Ohio State University Extension researchers are conducting studies that demonstrate how the value of manure, specifically from swine, depends upon the need for supplemental nutrients, proper manure handling and thorough application practices.
Glen Arnold, an OSU Extension educator for Putnam County, has been working on research that shows side dressing pre-emergence corn in the spring with swine manure produces yields comparable to applying commercial fertilizer. Coming off several years of research which showed that applying swine manure to post-emergence corn produced comparable or higher yields to commercial urea, OSU Extension educators in Putnam and Hancock counties hope to find the same results in treating pre-emergence corn.
|Working demonstrations are for family visits!|
“We want to find out if a farmer can plant corn and then use a dragline manure application system to side dress before the corn even comes up out of the ground,” explains Arnold. “In 2007, we completed research on three pre-emergence corn plots using liquid swine manure as the primary nitrogen source. Two of the three plots yielded the same or higher compared to urea.”
Arnold, who has been leading the research since 2004, will present the latest findings during the Great Lakes Manure Handling Expo being held July 9, 2008 at the Molly Caren Agricultural Center in London, Ohio.
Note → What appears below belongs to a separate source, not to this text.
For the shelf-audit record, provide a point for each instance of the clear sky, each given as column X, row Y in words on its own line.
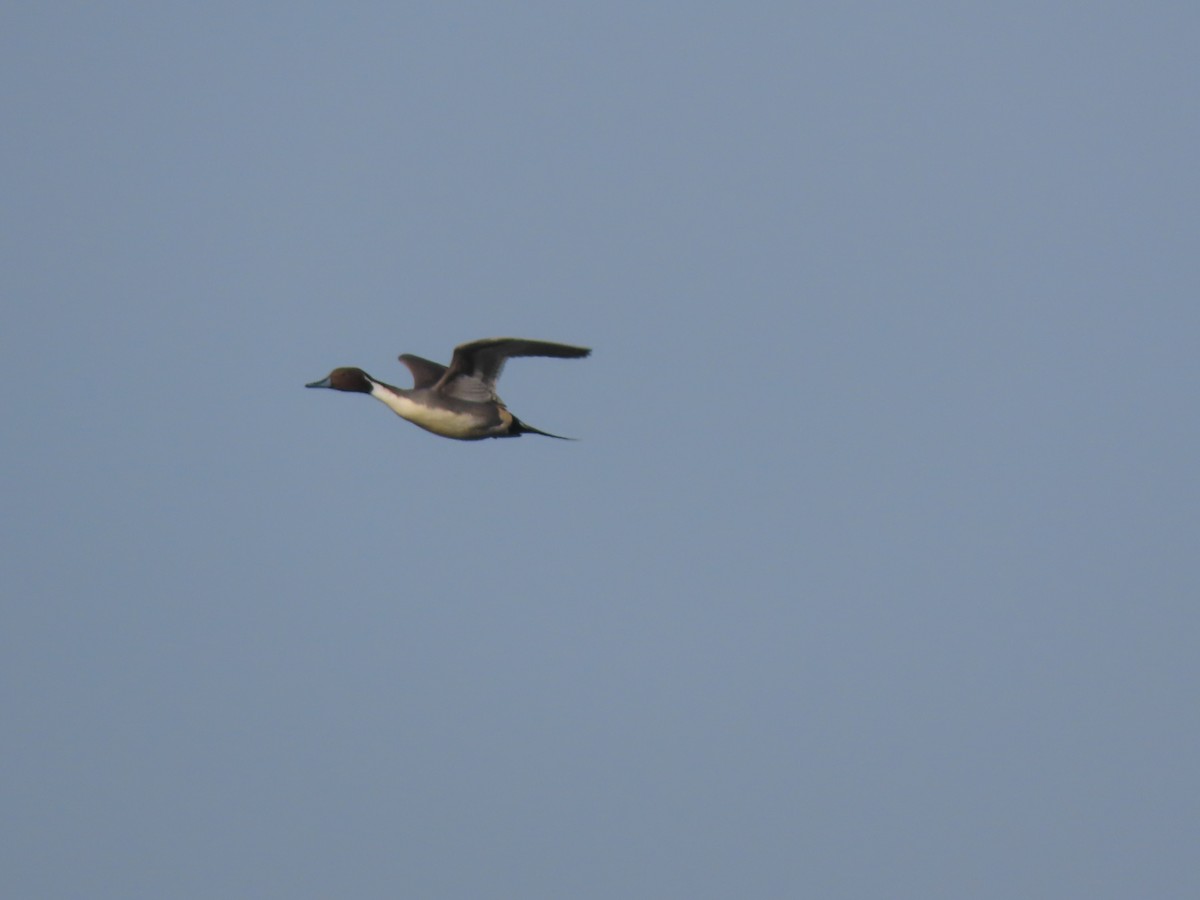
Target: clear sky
column 873, row 575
He hopes to show farmers that manure application, which is generally practiced in the fall, can be just as valuable in the spring and it could save farmers money, as well. “At today’s fertilizer prices, using manure from livestock could easily save farmers $75 to $100 per acre in purchased fertilizer,” he says.
Not only can springtime manure application potentially fatten a farmer’s wallet, but it can also benefit the environment. “There is less chance for nutrient loss in the spring as opposed to the fall, because the manure is actually going to a growing crop that will utilize its nutrients,” says Arnold. “We’ve always known that manure provides good nutrients for the soil. The idea is to find a way to make better use of it than applying it to bare fields in the fall.”
He adds that farmers could potentially be throwing away an economically valuable resource if a spring or early summer application to growing crops is not a consideration. In Putnam County, for example, if farmers fully utilize the ammonia nitrogen in their liquid swine manure, they could save more than $500,000 annually through reductions in purchased nitrogen, Arnold says. Putnam County is the fourth largest swine producing county in Ohio.
OSU Extension researchers have also found that when potassium and phosphorus have already reached soil saturation levels, the additional potassium and phosphorus from manure would not be utilized, nor would yields increase. “As a result, farmers are losing the economic value of potassium and phosphorus – to the tune of nearly $58 per acre – and both would be better utilized on acres that need those nutrients,” says Rausch. “Ideal conditions of using manure nutrients to its fullest include soil tests that indicate addition of potassium and phosphorus are necessary, an even and uniform process of manure application, and minimizing those nitrogen losses.”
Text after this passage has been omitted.